Varietal Guide

Riesling

Reviewed by Morgan Dannels, Head Sommelier · Last updated May 14, 2026

Sip Tip

Riesling grapes have unusually high natural acidity that acts as a preservative, allowing well-made bottles to age for decades while slowly developing complex petrol-like aromas from a compound called TDN (trimethyl-dihydronaphthalene) that forms as the wine matures.

Riesling is one of the world's most food-friendly grapes. It covers the entire sweetness spectrum, from bone-dry through to intensely sweet, with firm, mouth-watering acidity as the constant across most every version. Riesling skips oak entirely because the goal is unadulterated fruit expression.

Germany is where Riesling originated and where it reaches its greatest diversity, from light Kabinett to concentrated noble-rot TBA. Alsace produces dry, fuller-bodied styles that develop smoky, honeyed complexity over decades of bottle age. Australia's Clare and Eden Valleys make bone-dry, lime-driven wines that can develop petrol character within just a few years. The biggest consumer misconception is that all Riesling is sweet, but many producers make dry wines, though the stereotype persists.

What does Riesling taste like?

Expect intense aromatics: flowers and crisp green apple dominate in cooler or drier expressions. Riper versions shift toward citrus, think lime and lemon, while sweeter wines bring out stone fruits such as peach and apricot. With bottle age, smoky, honeyed complexity emerges alongside a distinctive petrol or kerosene note, especially in warm-climate examples and wines with five or more years of cellaring.

Acidity runs high across most every style, which is what allows off-dry and sweet versions to feel fresh rather than cloying. Even the sweetest examples stay light to medium in body, never heavy.

What food pairs with Riesling?

Because it spans bone-dry to lusciously sweet and most always keeps firm acidity, Riesling can handle nearly any dish. Off-dry styles, with their touch of sugar and bright acid, are ideal for taming chilli heat: Thai curries, Sichuan dishes, and Indian food all shine. Dry Riesling is a natural fit for smoked fish and sushi. Sweet Riesling and foie gras is a time-honored Alsatian combination.
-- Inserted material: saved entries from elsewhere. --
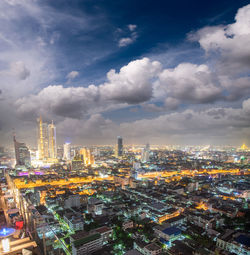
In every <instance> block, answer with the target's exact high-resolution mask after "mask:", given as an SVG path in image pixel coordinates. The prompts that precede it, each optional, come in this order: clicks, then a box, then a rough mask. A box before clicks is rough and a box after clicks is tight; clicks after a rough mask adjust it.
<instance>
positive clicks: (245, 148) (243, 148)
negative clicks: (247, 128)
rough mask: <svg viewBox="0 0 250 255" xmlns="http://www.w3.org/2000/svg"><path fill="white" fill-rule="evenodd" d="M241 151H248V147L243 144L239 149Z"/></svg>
mask: <svg viewBox="0 0 250 255" xmlns="http://www.w3.org/2000/svg"><path fill="white" fill-rule="evenodd" d="M240 149H241V150H243V151H245V150H248V147H247V146H246V145H245V144H244V143H243V144H242V145H241V147H240Z"/></svg>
Pork dishes with fruity accompaniments, roast pork with apples, or pork belly glazed with stone fruit, are excellent matches.
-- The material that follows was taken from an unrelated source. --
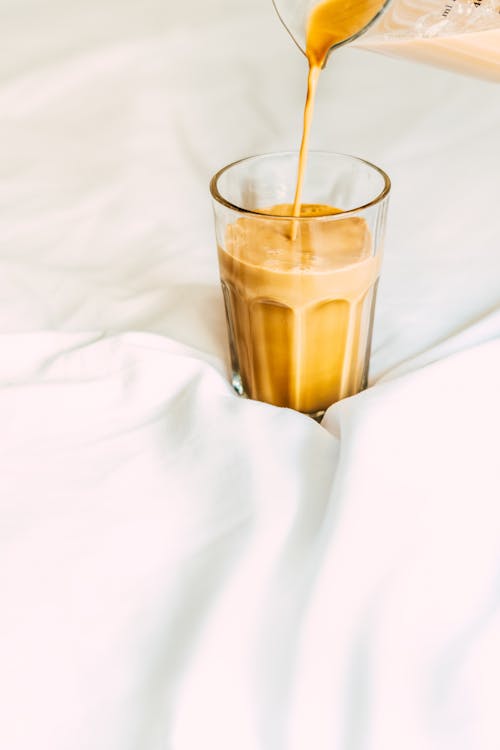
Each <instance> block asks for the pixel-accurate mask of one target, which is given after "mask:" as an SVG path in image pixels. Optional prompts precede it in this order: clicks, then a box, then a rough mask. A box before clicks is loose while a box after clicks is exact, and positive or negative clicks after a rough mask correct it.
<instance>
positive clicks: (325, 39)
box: [219, 0, 383, 416]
  • Spicy Asian food: Off-dry Riesling cools spicy heat while echoing the coconut and lemongrass notes in Thai cooking.
  • Foie gras: The sweetness and acidity balance the richness.
  • Duck: Pairs well with off-dry Riesling or a dry version that leans fruit-forward.

How to serve Riesling

  • 1.Always specify the sweetness level when recommending, dry, off-dry, or sweet, because the grape's reputation as universally sweet confuses consumers.
  • 2.If you want a dry style, search for "trocken" marked on bottles from Germany or "dry" printed on Australian and American labels.
  • 3.German Kabinett at low alcohol (7–9%) usually means more residual sugar; higher alcohol (12%+) on a German label usually signals a drier wine.
  • 4.Top-tier German dry Riesling from premium sites will carry the Grosses Gewächs designation, a private quality marker from the VDP association.
  • 5.Australian Clare and Eden Valley Rieslings age beautifully and develop honey and toast notes, but many show petrol aromas within just two to three years.